|The cement plant of Jalabiya, northwestern Syria, in December 2015|
Translated from French by Tom Winter
The cement plant in Jalabiya, northern Syria, owned by the French group Lafarge, paid taxes to the Islamic State between 2013 and 2014 in order to continue functioning during the war.
This is demonstrated by an investigation published by Le Monde, Tuesday, June 21.
Inaugurated in 2010, the cement plant in Jalabiya, in the northeast of Syria, was the flagship of the French cement producer in the Middle East. But the following year, civil war broke out. The factory management tried to operate as long as possible in the dangerous and unstable environment.
Indirect funding of jihadist organization
Beginning in 2013, the presence of the Islamic State (EI) in the region forced the cement maker to negotiate rights of passage for its trucks at checkpoints manned by the jihadists. They also had to get petroleum from oil traders, whose fields were held by the ISIS. Thus for a little over a year, Lafarge indirectly funded the jihadist organization, until the Islamic State seized the plant on September 19, 2014, and Lafarge ceased its activities.
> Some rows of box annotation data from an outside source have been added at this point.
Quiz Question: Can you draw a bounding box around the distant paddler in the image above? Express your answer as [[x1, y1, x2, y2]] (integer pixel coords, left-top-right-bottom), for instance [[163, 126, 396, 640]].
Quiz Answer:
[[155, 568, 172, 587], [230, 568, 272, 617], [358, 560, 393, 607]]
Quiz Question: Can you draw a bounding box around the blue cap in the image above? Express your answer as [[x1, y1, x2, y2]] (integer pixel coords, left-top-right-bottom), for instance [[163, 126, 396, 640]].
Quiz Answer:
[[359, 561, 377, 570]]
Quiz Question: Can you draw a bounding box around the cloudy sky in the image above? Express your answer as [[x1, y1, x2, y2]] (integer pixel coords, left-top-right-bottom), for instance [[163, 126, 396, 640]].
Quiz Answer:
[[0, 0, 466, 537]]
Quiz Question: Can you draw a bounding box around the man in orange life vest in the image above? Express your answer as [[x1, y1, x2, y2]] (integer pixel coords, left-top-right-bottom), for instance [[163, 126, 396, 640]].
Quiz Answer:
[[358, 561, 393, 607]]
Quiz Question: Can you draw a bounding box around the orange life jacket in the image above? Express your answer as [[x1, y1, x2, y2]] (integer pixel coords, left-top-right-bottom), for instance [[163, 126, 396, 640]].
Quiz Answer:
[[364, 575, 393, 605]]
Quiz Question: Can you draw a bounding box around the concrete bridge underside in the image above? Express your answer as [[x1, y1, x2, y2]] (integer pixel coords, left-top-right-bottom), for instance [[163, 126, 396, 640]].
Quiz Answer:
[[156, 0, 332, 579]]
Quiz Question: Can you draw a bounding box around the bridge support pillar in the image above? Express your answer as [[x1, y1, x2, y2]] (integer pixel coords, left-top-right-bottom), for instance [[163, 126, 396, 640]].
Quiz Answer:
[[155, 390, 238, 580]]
The factory now houses Western special forces
Twice an intermediary proposed to the French group relaunching cement production under the protection of IE in exchange for a profit sharing. Without success.
In February 2015, the site was taken over by the Kurdish YPG militia, supported by the international coalition against ISIS. Now the abandoned cement plant is the base for Western special forces, French, American and British, who quietly support the Kurdish-Arab forces in their ongoing offensive against the jihadists in Manbij and Rakka.